Unfortunately the boat ride over to Rinca took much longer than expected (3 hours!) and when we arrived our captain managed to get the boat stuck. Logistically it was a bit of a mess but eventually a smaller boat came and shuttled us to the pier. We were taken onto Rinca and unlike Komodo, promptly ran into a dragon. Here the dragons were plentiful and we had views of 3 relatively large males basking in the sun before a smaller one, approximately 2 years in age per our guide, arrived. Seeing these four massive beasts up close was really like taking a step back in time to the era of dinosaurs. Their snake-like forked tongues and massive scale-covered bodies were so neat to see up close, but not too close because one bite from one of these beasts can be lethal. (Komodo Dragons have so many types of bacteria in their saliva that it is actually the bacteria that kills their prey and the dragons more or less wait around for their prey to die after infecting them with the bite.) These lizards have no other predators on the island and are at the top of the food chain.
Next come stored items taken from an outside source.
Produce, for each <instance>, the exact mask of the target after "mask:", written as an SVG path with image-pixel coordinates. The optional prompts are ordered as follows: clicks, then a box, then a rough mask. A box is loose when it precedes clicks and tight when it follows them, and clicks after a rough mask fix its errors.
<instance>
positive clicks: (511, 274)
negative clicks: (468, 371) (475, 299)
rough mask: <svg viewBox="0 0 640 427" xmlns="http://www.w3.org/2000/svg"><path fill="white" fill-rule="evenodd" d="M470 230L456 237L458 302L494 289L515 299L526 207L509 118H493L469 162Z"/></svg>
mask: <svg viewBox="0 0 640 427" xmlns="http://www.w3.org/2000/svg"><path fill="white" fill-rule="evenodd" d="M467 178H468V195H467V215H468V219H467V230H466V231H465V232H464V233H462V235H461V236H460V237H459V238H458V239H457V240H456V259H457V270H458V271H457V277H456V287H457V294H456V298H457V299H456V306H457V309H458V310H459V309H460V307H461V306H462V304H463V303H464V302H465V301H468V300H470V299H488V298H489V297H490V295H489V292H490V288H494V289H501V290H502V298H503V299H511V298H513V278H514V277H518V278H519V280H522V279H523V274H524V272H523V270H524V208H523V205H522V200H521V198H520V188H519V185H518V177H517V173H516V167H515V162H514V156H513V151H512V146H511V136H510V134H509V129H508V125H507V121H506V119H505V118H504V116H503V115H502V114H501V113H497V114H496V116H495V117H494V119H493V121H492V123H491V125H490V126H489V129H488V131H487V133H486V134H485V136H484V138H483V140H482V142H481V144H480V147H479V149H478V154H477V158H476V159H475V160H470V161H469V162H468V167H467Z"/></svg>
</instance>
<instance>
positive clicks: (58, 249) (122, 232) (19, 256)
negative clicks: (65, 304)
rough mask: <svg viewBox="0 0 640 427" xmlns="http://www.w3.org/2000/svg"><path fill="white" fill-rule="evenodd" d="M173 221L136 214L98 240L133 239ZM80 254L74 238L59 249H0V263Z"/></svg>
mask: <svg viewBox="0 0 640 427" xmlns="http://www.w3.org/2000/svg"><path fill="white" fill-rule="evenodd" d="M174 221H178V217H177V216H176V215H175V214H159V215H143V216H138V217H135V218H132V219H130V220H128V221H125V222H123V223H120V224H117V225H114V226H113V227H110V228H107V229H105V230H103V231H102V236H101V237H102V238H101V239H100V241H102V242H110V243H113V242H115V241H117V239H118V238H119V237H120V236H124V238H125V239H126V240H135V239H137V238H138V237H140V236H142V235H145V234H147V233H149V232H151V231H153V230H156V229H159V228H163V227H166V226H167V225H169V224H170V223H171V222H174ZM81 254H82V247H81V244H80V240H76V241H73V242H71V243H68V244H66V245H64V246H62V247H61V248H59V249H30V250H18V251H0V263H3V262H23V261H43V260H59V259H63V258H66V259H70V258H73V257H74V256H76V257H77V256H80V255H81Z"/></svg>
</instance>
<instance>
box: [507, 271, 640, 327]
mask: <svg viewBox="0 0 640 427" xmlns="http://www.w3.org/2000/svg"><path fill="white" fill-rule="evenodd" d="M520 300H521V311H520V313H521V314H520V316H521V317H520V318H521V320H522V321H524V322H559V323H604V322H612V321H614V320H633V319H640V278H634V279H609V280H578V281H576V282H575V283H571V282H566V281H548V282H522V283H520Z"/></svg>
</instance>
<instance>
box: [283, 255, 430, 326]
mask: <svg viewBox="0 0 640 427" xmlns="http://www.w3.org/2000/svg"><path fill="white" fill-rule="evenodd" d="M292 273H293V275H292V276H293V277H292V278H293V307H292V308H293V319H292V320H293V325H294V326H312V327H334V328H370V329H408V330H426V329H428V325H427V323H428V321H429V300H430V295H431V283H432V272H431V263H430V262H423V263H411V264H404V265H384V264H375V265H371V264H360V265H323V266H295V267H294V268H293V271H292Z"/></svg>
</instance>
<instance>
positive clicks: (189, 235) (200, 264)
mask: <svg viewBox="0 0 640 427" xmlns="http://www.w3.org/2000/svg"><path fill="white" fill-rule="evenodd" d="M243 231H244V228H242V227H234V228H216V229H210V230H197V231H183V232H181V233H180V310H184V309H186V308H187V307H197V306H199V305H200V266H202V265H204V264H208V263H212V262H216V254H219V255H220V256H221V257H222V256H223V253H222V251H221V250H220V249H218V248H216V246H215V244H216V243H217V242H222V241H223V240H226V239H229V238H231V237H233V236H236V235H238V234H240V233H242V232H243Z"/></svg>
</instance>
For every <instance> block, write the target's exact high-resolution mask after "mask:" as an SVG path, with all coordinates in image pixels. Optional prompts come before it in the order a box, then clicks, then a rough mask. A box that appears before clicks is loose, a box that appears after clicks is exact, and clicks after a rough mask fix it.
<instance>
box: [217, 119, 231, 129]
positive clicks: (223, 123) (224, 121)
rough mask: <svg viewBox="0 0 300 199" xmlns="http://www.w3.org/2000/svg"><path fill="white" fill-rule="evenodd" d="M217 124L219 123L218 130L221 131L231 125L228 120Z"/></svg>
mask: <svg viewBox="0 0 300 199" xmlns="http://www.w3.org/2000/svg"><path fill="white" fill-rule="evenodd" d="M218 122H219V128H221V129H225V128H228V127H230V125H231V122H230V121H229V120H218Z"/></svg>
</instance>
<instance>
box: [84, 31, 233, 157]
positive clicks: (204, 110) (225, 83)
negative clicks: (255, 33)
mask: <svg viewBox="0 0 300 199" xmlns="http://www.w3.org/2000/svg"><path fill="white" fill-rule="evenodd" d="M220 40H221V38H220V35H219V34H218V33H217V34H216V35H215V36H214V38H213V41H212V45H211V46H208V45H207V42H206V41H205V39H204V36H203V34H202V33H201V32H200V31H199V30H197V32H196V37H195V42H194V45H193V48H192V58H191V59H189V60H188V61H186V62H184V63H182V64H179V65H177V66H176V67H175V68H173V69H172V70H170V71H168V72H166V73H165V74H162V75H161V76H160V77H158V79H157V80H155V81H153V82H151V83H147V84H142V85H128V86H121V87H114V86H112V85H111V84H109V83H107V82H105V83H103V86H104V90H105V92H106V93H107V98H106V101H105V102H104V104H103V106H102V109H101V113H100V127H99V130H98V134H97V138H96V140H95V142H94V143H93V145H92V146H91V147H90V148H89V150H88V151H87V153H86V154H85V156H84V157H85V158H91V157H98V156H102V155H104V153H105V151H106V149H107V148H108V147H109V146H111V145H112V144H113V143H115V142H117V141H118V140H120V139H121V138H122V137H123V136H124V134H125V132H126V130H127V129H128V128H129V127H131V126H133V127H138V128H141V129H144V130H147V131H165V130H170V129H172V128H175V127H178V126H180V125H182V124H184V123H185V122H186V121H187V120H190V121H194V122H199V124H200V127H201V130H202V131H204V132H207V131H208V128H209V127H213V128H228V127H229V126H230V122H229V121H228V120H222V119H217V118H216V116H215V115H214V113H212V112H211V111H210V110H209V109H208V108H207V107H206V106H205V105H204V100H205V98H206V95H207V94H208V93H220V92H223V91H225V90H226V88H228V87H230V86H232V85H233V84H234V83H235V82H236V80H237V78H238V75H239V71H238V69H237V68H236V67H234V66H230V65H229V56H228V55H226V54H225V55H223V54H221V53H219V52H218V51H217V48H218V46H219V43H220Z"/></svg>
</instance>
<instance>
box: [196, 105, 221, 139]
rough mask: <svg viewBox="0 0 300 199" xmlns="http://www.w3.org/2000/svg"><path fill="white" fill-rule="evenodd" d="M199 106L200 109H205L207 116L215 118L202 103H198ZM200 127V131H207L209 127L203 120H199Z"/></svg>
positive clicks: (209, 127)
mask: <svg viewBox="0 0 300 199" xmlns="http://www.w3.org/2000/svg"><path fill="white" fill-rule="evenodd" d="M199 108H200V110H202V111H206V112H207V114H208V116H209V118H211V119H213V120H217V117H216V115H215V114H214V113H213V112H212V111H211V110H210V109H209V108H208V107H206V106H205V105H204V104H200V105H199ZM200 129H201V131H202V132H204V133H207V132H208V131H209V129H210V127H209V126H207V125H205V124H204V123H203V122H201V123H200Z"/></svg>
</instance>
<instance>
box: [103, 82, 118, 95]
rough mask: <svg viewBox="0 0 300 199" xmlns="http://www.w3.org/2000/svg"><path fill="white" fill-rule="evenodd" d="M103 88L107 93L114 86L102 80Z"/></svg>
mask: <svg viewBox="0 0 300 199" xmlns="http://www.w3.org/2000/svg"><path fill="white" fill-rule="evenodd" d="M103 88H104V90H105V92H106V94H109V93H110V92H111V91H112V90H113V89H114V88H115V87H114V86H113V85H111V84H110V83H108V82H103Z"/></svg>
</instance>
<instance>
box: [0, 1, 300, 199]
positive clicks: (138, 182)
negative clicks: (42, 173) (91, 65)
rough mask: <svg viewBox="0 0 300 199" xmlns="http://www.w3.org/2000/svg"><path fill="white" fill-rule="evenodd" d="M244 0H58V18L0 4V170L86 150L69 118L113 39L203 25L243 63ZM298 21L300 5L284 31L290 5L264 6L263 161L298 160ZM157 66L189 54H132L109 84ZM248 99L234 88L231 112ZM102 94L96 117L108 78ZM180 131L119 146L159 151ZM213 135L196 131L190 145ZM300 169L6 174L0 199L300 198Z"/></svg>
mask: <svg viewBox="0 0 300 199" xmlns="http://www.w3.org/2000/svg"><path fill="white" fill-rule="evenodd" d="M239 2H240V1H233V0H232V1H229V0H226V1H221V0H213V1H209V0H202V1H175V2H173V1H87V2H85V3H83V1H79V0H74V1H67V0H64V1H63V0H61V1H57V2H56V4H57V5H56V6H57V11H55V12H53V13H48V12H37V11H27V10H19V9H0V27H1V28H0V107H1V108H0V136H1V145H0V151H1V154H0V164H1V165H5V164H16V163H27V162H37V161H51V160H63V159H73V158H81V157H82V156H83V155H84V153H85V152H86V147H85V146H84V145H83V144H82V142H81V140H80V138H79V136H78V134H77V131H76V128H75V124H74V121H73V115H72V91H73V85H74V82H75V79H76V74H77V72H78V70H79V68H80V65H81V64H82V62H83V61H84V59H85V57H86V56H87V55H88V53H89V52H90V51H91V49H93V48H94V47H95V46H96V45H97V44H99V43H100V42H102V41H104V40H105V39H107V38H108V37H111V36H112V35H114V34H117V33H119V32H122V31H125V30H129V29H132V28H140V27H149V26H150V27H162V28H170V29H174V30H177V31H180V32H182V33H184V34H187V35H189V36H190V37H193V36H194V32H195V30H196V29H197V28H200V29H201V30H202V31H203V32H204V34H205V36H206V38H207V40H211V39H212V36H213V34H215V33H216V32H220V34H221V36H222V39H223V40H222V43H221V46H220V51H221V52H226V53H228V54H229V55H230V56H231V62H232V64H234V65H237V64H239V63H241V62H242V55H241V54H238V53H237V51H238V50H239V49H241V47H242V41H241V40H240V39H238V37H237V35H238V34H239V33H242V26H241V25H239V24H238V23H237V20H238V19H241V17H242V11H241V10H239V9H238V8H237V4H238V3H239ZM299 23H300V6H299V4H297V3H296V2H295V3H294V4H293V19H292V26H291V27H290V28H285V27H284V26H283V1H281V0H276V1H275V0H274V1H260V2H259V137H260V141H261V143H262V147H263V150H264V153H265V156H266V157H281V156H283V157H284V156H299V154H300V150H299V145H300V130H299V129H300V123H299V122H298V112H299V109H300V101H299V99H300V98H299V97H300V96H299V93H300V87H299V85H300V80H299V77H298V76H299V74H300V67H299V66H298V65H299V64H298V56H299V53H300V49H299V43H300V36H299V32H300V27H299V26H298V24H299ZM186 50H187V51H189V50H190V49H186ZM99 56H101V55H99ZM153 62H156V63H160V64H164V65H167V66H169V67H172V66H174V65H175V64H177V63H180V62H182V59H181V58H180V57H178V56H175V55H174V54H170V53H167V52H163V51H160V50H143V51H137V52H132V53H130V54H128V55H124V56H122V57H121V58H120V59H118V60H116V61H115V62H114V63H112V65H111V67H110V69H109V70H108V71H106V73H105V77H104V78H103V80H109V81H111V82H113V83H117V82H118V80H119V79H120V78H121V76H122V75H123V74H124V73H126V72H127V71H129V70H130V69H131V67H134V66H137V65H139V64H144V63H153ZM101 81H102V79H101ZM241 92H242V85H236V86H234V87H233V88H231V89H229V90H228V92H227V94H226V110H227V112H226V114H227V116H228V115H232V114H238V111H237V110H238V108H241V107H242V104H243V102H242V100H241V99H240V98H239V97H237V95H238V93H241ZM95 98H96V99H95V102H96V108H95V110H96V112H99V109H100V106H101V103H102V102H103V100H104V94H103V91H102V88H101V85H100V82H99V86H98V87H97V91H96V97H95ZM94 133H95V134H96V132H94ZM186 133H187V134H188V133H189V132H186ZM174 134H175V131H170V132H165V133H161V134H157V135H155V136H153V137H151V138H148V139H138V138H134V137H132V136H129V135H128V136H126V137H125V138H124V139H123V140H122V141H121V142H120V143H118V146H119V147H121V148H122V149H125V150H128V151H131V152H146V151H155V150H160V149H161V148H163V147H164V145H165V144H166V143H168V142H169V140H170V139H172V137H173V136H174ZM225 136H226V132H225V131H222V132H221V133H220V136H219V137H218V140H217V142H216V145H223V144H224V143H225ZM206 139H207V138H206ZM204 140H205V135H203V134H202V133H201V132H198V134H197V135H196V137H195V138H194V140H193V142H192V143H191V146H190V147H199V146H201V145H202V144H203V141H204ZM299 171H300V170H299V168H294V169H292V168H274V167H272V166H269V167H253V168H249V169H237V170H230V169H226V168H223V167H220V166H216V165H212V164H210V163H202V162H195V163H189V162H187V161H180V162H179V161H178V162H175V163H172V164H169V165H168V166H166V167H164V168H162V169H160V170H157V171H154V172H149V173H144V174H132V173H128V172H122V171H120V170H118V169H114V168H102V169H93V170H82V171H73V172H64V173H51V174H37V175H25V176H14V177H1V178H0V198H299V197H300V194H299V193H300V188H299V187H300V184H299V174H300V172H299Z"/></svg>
We weren’t sure we wanted to spend the time walking around the island considering we had just done that on Komodo Island so we decided to head promptly back to the boat hoping we could still make 2 dives for the day.

Remember when I said the captain got the boat stuck on the way in? Well, in doing so I guess he also broke a gear and when we got back to the boat we weren’t able to go anywhere. Now we were stuck. This mishap cost us precious diving time and we never were able to get back in the water and essentially wasted the rest of our day. In fact, we sat on the top of the boat deck outside of the dock to Rinca until just before dusk. We kept ourselves entertained with the several White-bellied Fish-eagles coming and hunting over the water.

Thankfully Diver’s Paradise Komodo refunded us 2 million rupiah for our inconvenience. So at least that was nice. Regardless, this little mini-vacation/anniversary present to ourselves concluded our time in the Lesser Sundas and it was a really fun experience! The next day we were flying out to start the second leg of our Indonesian trip, The Moluccas!